I love Julia but am often puzzled about why Base does not make use of some of the things that make Julia great.
In base, the definition of missing is:
struct Missing end
const missing = Missing()
methods operating on missings, in turn, are defined on the ::Missing type signature.
I am absolutely puzzled why Base doesn’t base implement Holy Traits here? Why not define:
abstract type AbstractMissing end
struct Missing <: AbstractMissing end
const missing = Missing()
and then define methods operating ::AbstractMissing type signature, allowing developers to create alternative types of missing values? This takes one additional line of code (and would require refactoring type signatures of methods).
This might not seem like a big deal, but it is. “missing” is treated as equivalent to “I don’t know what the value actually is”. But there are different ways in which “I do not know” and these can really matter.
Suppose we have a panel of data:
id month x Lag(x) Lead(x)
1 1 100 missing missing
1 2 missing 100 120
1 3 120 missing 105
1 4 105 120 missing
The missing in column x probably means that the data was not entered or was not applicable in that period for person 1. The missing in the first-row column Lag(x) means that the person 1 had not yet entered the sample (had not joined the company, had not enrolled in the school, etc.). The missing in the last row of column Lead(x) means that the person exited the sample. These are not equivalent, and often must be modelled in different ways.

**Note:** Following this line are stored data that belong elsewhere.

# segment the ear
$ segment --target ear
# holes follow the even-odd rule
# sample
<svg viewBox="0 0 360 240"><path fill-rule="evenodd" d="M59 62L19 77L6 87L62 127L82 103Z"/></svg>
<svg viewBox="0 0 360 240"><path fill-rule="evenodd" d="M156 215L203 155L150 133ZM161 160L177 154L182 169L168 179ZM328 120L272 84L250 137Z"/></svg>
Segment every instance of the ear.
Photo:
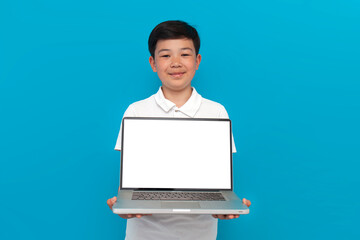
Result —
<svg viewBox="0 0 360 240"><path fill-rule="evenodd" d="M152 70L154 72L156 72L157 70L156 70L155 59L152 56L149 57L149 63L150 63L150 66L151 66Z"/></svg>
<svg viewBox="0 0 360 240"><path fill-rule="evenodd" d="M195 62L195 64L196 64L196 70L199 69L200 62L201 62L201 55L198 54L198 55L196 56L196 62Z"/></svg>

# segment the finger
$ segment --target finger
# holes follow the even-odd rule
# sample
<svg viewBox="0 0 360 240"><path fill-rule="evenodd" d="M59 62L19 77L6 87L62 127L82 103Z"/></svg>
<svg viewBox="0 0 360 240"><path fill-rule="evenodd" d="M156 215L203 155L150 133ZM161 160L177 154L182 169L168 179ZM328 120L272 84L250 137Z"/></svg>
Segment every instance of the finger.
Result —
<svg viewBox="0 0 360 240"><path fill-rule="evenodd" d="M213 216L213 218L218 218L218 215L216 215L216 214L213 214L212 216Z"/></svg>
<svg viewBox="0 0 360 240"><path fill-rule="evenodd" d="M228 215L213 215L213 216L217 216L216 218L219 218L221 220L230 220L230 219L236 219L240 215L239 214L228 214Z"/></svg>
<svg viewBox="0 0 360 240"><path fill-rule="evenodd" d="M112 206L114 205L114 203L112 202L111 198L108 199L108 200L106 201L106 203L107 203L107 205L109 206L109 208L112 209Z"/></svg>
<svg viewBox="0 0 360 240"><path fill-rule="evenodd" d="M251 202L250 202L250 200L247 200L246 198L243 198L243 204L245 204L246 206L250 207Z"/></svg>
<svg viewBox="0 0 360 240"><path fill-rule="evenodd" d="M112 206L115 204L116 202L116 197L110 198L106 201L107 205L109 206L109 208L112 210Z"/></svg>

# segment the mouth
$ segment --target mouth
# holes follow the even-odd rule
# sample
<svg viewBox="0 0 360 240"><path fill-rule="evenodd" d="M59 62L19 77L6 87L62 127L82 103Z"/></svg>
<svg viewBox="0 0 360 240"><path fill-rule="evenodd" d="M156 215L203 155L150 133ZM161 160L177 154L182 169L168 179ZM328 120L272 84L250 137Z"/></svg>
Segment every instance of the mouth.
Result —
<svg viewBox="0 0 360 240"><path fill-rule="evenodd" d="M173 73L169 73L169 75L173 78L180 78L185 74L185 72L173 72Z"/></svg>

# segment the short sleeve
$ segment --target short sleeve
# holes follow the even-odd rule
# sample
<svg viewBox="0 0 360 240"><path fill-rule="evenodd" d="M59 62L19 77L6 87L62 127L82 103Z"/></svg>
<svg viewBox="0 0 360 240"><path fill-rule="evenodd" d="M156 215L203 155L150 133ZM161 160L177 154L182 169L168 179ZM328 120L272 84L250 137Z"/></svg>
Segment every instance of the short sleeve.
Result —
<svg viewBox="0 0 360 240"><path fill-rule="evenodd" d="M224 106L221 106L220 111L219 111L219 118L226 118L229 119L229 115L226 111L226 109L224 108ZM231 133L231 137L232 137L232 152L236 153L236 146L235 146L235 142L234 142L234 135Z"/></svg>
<svg viewBox="0 0 360 240"><path fill-rule="evenodd" d="M130 105L126 109L123 118L124 117L136 117L136 114L135 114L135 111L134 111L134 108L133 108L132 105ZM120 124L120 131L119 131L119 135L118 135L116 145L115 145L115 150L117 150L117 151L121 151L121 135L122 135L122 121L121 121L121 124Z"/></svg>

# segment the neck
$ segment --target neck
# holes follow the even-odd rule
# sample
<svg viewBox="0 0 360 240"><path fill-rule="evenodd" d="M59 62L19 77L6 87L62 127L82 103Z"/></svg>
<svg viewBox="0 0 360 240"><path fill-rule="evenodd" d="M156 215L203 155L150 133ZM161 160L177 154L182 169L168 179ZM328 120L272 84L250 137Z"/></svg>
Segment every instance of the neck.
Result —
<svg viewBox="0 0 360 240"><path fill-rule="evenodd" d="M182 89L180 91L174 91L174 90L168 89L164 86L162 86L161 89L164 93L164 97L166 99L168 99L169 101L175 103L175 105L178 108L183 106L187 102L187 100L189 100L189 98L191 97L191 93L192 93L191 86L189 86L185 89Z"/></svg>

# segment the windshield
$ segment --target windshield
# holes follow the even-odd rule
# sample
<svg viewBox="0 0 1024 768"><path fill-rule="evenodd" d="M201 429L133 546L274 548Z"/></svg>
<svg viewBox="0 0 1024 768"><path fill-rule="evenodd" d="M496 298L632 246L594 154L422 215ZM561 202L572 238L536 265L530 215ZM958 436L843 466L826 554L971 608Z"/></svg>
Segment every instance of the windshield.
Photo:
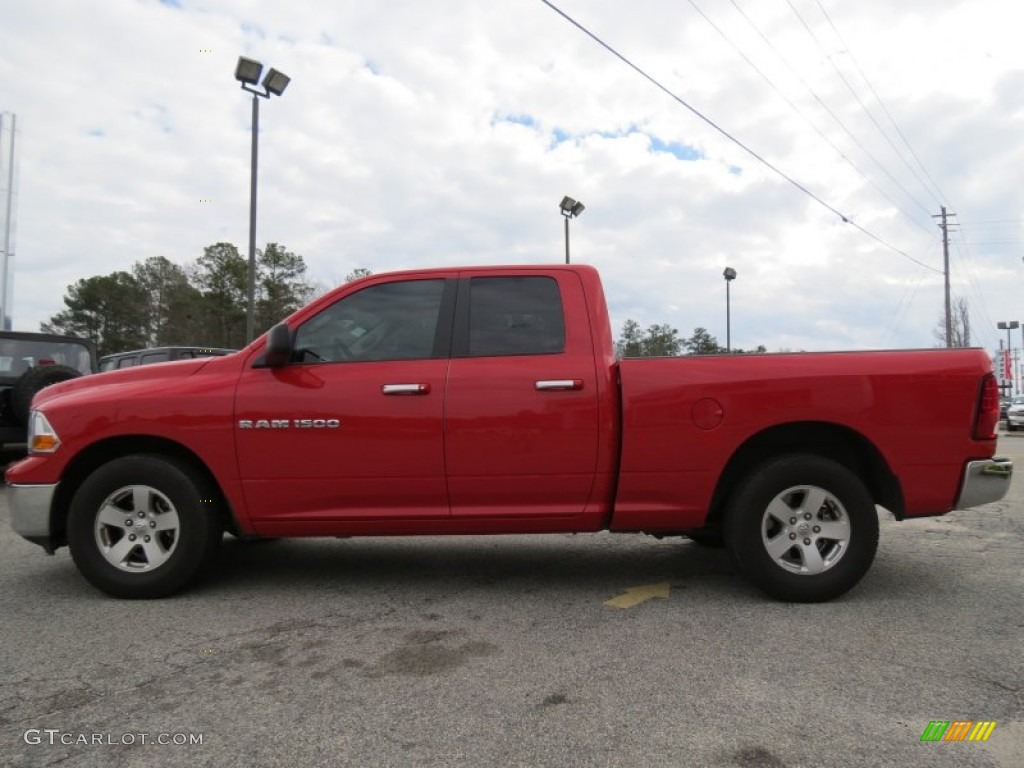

If x were a categorical variable, and you were estimating a transition matrix, ignoring differences in the type of missingness could cause serious problems, depending on the question.
Of course, there are many ways to keep track of this information, but the most direct way to keep track of this information is to have a type hierarchy:
In Base:
abstract type AbstractMissing end
struct Missing <: AbstractMissing end
const missing = Missing()
and functions like skipmissing would be defined on abstractmissing.
Now we can keep track of relevant missingness information without throwing away the functionality developed in Base for missing. Do so in a separate package with:
abstract type AbstractOutOfSample end
struct BeforeSampleMissing <: AbstractOutOfSample end
const bs_missing = BeforeSample()
struct AfterSampleMissing()
const as_missing = AfterSample()
I am writing some packages that handle (e.g. simulate, estimate) data indexed at different levels and perform operations on data that take into account how the data is indexed (e.g. taking lags of a panel).
This is much harder than it needs to be b/c of the absence of AbstractMissing.
Related question about missings:
typeof(["a", missing]) == Vector{Union{String, Missing})
struct Bob end
const bob = Bob()
typeof(["a", bob]) == Vector{Any}
Why does julia infer a union parametric type when Missing is one of the types but infers any Any parametric type when Bob is one of the types? This is surprising to me given that bob is defined analogously to missing in Base.